If you are after economic growth, then there’s really on one place to look – Asia (ex-Japan).

In its latest projections for global and large economy growth, the Organisation for Economic Cooperation and Development has revised down prospects for much of the world.

Australia is one of the few brighter spots in the developed world – the economy is expected to grow by 2.5 per cnet next year, and 3 per cent in 2015.

But the OECD’s outlook is premised on a number of important assumptions, not least that the Abbott Government doesn’t implement any more spending cuts than have already been factored in, and that the Reserve Bank of Australia continues to hold interest rates down.

The OECD’s far-from-buoyant view of the world economy in May has been replaced by an even less optimistic outlook, shaped by a series of disappointing results in some emerging economies and several disturbing developments – not least the ridiculous near-debt default in the US.

Nonetheless, such crazy political brinkmanship to one side, OECD Secretary-General Angel Gurria says the recovery underway in the global economy is “real” – you just might have trouble noticing it much for the next little while.

In figures released overnight, the OECD predicts global growth will accelerate from 2.7 per cent this year to 3.6 per cent in 2014 and 3.9 per cent in 2015.
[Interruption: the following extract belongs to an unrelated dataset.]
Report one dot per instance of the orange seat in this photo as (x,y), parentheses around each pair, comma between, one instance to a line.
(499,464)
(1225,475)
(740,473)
The picture is even less impressive across the OECD member countries – average growth of 1.2 per cent this year, 2.3 per cent in 2014, and 2.7 per cent in 2015.

The US is expected to do ok – growing by 3.5 per cent by 2015, with unemployment headed down close to 6.1 per cent by December of that year.

But the outlook for the Euro area and Japan remains miserable – growth won’t break above 2 per cent in the former and will be well below 1 per cent in the latter.

Underlining the human tragedy of the deep recession in much of Europe, the Euro area unemployment rate is still expected to be close to 12 per cent by the end of 2015.

The really sobering thought in looking at these projections, is that they rely on so many things going right – not least that politicians in the US, Europe and elsewhere, don’t engage in yet more bouts of indulgent and destructive policies that undermine what financial stability there is or erect further barriers to international trade.

Risks abound.

The big plus for Australia is that China is expected to be one of the few bright spots in the global outlook, sustaining annual growth at or above 7.4 per cent over the next two years despite the deadweight of Europe and Japan.

Reflecting this, the OECD is a bit brighter than the Reserve Bank in its outlook for Australia – expecting that growth in the country will accelerate from 2.5 per cent next year to around 3 per cent in 2015 as activity in the non-mining sectors of the economy “gradually strengthens”.

But, it warns, this is outcome is far from a given.

It has warned the Abbott Government against any further fiscal tightening than has already been planned, and is advising the RBA to maintain its current accommodative monetary policy stance.

On taxation, it backs the business sector’s bid for a lower corporate tax rate.

On housing, it advises a shift to “more efficient” real estate taxation, which is code for the states to abolish stamp duties.

It will be interesting to see if the Government’s Commission of Audit is paying attention.